Earlier this month, the Los Angeles Times reported that Newt Gingrich had quietly help raise $200,000 for the right-wing effort to remove three sitting Supreme Court justices in Iowa over their ruling in favor of marriage equality.
The Times article didn't provide many details about the effort, but today the AP fills them and reveals that Gingrich's group, Renewing American Leadership, funneled the bulk of the money to the American Family Association:
Potential presidential candidate Newt Gingrich quietly lined up $150,000 to help defeat Iowa justices who threw out a ban on same-sex marriage, routing the money to conservative groups through an aide's political committee.
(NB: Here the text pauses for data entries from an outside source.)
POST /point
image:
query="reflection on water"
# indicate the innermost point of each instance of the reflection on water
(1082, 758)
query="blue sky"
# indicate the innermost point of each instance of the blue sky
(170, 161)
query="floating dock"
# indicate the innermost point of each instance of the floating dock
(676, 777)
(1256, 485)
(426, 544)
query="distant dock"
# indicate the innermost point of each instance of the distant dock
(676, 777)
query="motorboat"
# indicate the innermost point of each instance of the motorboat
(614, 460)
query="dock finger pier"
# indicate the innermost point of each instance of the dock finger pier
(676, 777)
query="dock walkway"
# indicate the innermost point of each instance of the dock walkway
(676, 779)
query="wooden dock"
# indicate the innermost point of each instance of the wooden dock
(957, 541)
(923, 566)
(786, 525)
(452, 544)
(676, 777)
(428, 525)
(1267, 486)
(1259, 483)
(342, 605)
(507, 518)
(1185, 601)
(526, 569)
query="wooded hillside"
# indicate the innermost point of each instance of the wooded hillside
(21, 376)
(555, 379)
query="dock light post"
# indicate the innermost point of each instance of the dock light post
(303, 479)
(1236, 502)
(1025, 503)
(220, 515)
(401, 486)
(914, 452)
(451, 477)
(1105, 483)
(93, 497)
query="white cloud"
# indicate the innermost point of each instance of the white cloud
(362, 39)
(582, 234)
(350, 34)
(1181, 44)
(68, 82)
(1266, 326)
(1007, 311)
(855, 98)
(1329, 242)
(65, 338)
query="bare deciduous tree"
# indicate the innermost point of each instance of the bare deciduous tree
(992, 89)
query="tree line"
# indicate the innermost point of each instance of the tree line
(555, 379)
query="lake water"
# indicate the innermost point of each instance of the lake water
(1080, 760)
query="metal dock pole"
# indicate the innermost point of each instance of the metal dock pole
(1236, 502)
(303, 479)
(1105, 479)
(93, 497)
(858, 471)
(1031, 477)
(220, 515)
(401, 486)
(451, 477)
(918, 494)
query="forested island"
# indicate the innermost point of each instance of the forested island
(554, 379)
Gingrich, the former U.S. House speaker who has aggressively courted the conservatives who dominate Iowa's lead-off presidential caucuses, raised the money for the political arm of Restoring American Leadership, also known as ReAL.
That group then passed $125,000 to American Family Association Action and an additional $25,000 to the Iowa Christian Alliance — two of the groups that spent millions before last November's elections that removed three of the state's seven state Supreme Court justices. The court had unanimously decided a state law restricting marriage to a man and a woman violated Iowa's constitution.
The financial transfers, which appear to comply with campaign finance laws, were part of a steady flow of cash into Iowa from conservative groups such as the National Organization for Marriage and the Family Research Council.
During the campaign, the AFA's resident spokesbigot Bryan Fischer regularly bragged that his group was spending hundreds of thousands of dollars on the effort in Iowa. Now we know that a significant portion of that money came from Newt Gingrich's organization.